The letter notes that legislation focusing only on phone records may still allow for the bulk collection of, for example, Internet metadata, location information, financial records, library records, and numerous other records, while legislation that aims to limit bulk collection solely under section 215 of the Patriot Act – the legal basis the National Security Agency claimed for its collection of telephone metadata – would still fail to prohibit the bulk collection of phone and Internet metadata using section 214 of the Patriot Act, the National Security Letter statutes frequently used by the FBI, or other authorities asserted by the government.
The groups said the USA FREEDOM Act (S. 1599/H.R. 3361), introduced last fall by Senate Judiciary Committee Chairman Patrick Leahy (D-Vt.) and Congressman Jim Sensenbrenner (R-Wisc.), chairman of the Crime and Terrorism Subcommittee in the House, provides the kind of comprehensive reform required.
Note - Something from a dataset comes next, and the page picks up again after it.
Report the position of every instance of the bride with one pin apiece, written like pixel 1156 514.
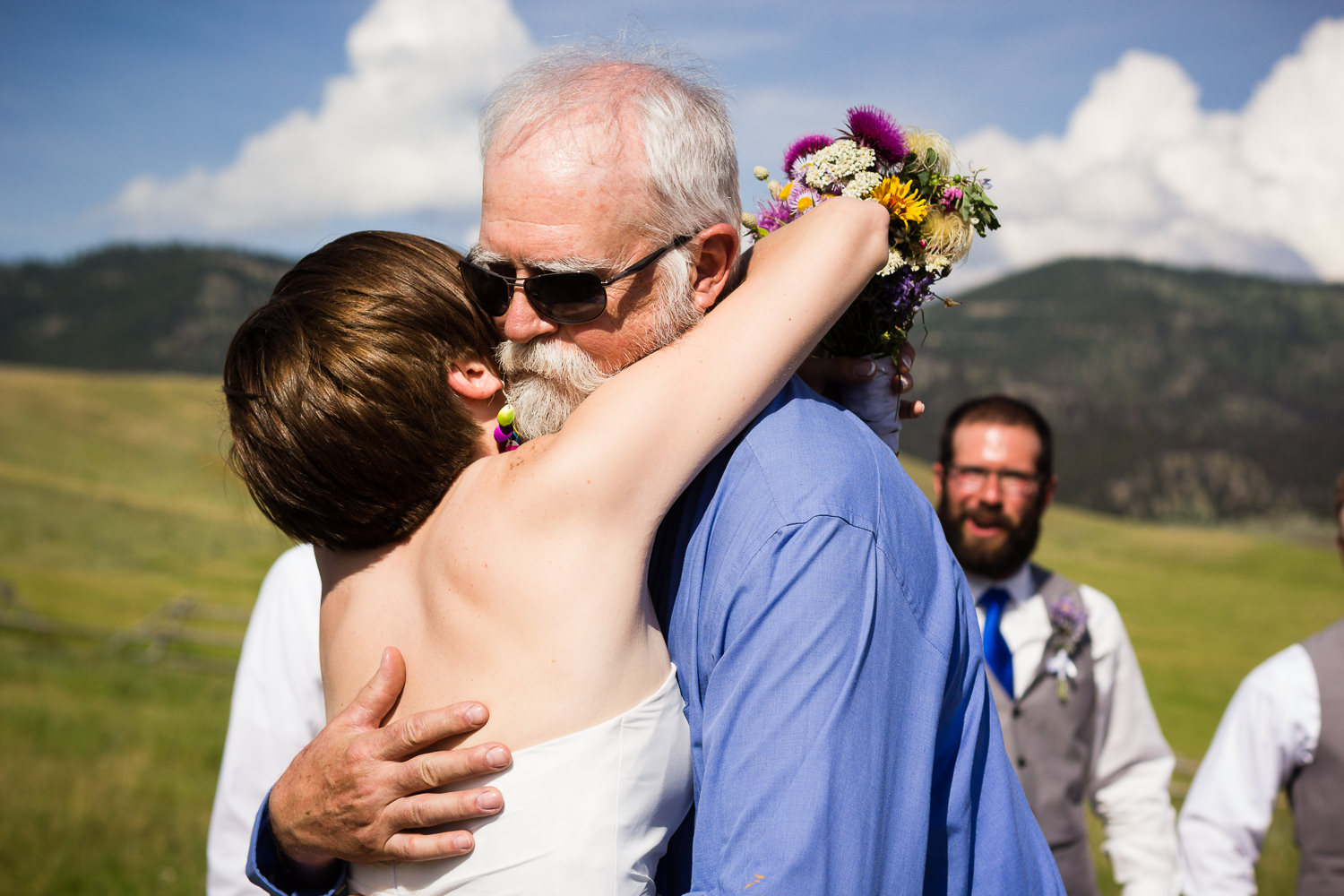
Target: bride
pixel 365 411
On the other hand, they said, legislation recently introduced by members of the House Permanent Select Committee on Intelligence (H.R. 4291) fails to meet the test.
In addition to TCP, among the groups signing the letter are the ACLU, the Center for Democracy & Technology, the Competitive Enterprise Institute, Electronic Frontier Foundation, FreedomWorks, the National Association of Criminal Defense Lawyers, National Security Counselors, the Republican Liberty Caucus and the World Privacy Forum.